C’était un de ses meilleurs vœux de Nouvel An et il est en voie de le concrétiser. En effet, comme annoncé dans son message du 31 décembre dernier, le chef de l’Etat malien, le Colonel Assimi Goïta est à fond pour la concrétisation du dialogue inter-maliens pour la paix et la réconciliation.
Depuis ce mercredi 31 janvier 2024, il a, par décret, dévoilé la composition du comité de pilotage dudit dialogue, une semaine après avoir étêté l’Accord de paix d’Alger. Présidé par l’ancien Premier ministre Ousmane Issoufi Maïga, ce comité a pour principale mission de «mener un dialogue inclusif et constructif entre les différentes parties prenantes du Mali en vue de trouver une solution durable à la crise sécuritaire qui sévit dans le pays». Composé de 140 membres issus des différentes couches socio-professionnelles et des différentes régions du Mali, cet organe national a la lourde tâche de tracer les sillons d’un retour à la paix et de recoudre le tissu social éprouvé par cette crise sécuritaire à travers la tenue d’un atelier national. Initiative louable, est-on tenté de dire, d’autant que tout effort qui peut être fait pour que le Mali retrouve la paix est à saluer. Cela dit, il y a cinq ans environ, une initiative pareille prise par le régime de Ibrahim Boubacar Keïta (IBK) sous le vocable de Dialogue national inclusif (DNI) n’a pas produit de résultats escomptés et a semblé davantage aggravé la crise au point que l’armée s’en saisisse du pouvoir d’Etat.
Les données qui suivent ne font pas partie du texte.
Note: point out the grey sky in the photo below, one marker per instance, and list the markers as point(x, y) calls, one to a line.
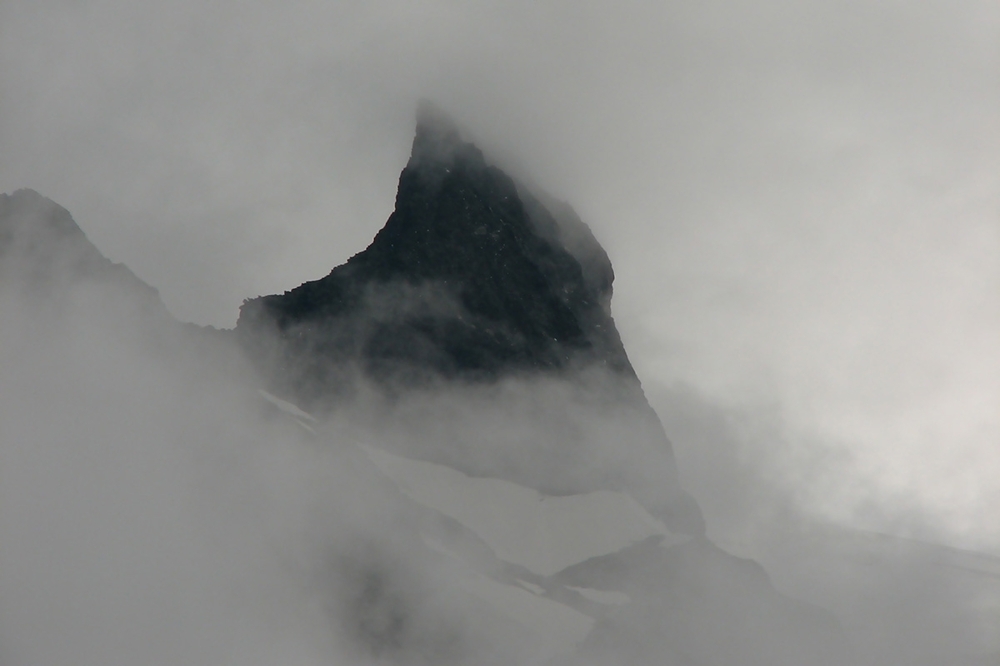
point(801, 199)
Mais entre 2019 et 2024, beaucoup d’eau a dû couler sous les ponts et les militaires au pouvoir donnent quitus au «Dialogue inter-maliens pour la paix et la réconciliation nationale» de prendre en compte les recommandations issues du dialogue national inclusif de 2019 et de la conférence d’entente nationale de 2017.
Toutefois, c’est une mission à hauts risques que s’apprêtent à mener Ousmane Issoufi Maïga et ses hommes. C’est peu de dire que ce comité de pilotage du dialogue inter-maliens pour la paix fait face à plusieurs défis et incertitudes, qui pourraient compromettre sa réussite. Peut-on mener un dialogue inclusif et constructif en ignorant le Cadre stratégique permanent (CSP), alliance de groupes armés du Nord du Mali qui avaient signé l’accord de paix d’Alger de 2015 avant de reprendre les armes ? Exprimant son mécontentement face à cette exclusion qu’il considère comme une marginalisation et une provocation, le CSP n’a pas manqué de réaffirmer, dès l’annonce de la mise en place de l’organe du dialogue, son attachement à l’accord d’Alger, qu’il juge comme le seul cadre légitime et consensuel pour le règlement de la crise malienne. Dans la même lancée, l’Algérie aussi n’a pas manqué de faire mine grise en se voyant royalement ignorer par les autorités de la Transition qui l’accusent d’ailleurs de soutien à ces ex-rebelles désormais considérés par Bamako comme des terroristes depuis qu’ils ont déclaré être «en temps de guerre» avec le régime en place. L’Algérie a toutefois réaffirmé son soutien au Mali et sa disponibilité à accompagner le processus de paix, dans le respect de la souveraineté et de l’intégrité territoriale du pays voisin.
C’est dire toute la complexité et la diversité des enjeux et des attentes liées audit dialogue inter-maliens pour la paix. Un dialogue qui doit aborder des questions sensibles et cruciales pour l’avenir du Mali, telles que la réforme constitutionnelle, la réconciliation nationale, la justice transitionnelle, la lutte contre le terrorisme, le développement économique et social, la gouvernance, la sécurité, ou encore la cohésion sociale. Il doit également répondre aux aspirations et aux besoins des différentes parties prenantes, qui peuvent avoir des visions et des intérêts divergents, voire contradictoires, sur la manière de résoudre la crise malienne. Il s’agit donc d’un exercice délicat pour Ousmane Maïga, qui nécessite un dialogue constructif, une écoute attentive, un compromis raisonnable, et une volonté partagée de parvenir à une paix durable et inclusive. Réussira-t-il sa mission ou mission impossible ? Tout dépendra en grande partie de sa capacité à naviguer dans ce paysage complexe et à engager efficacement toutes les parties concernées dans le processus.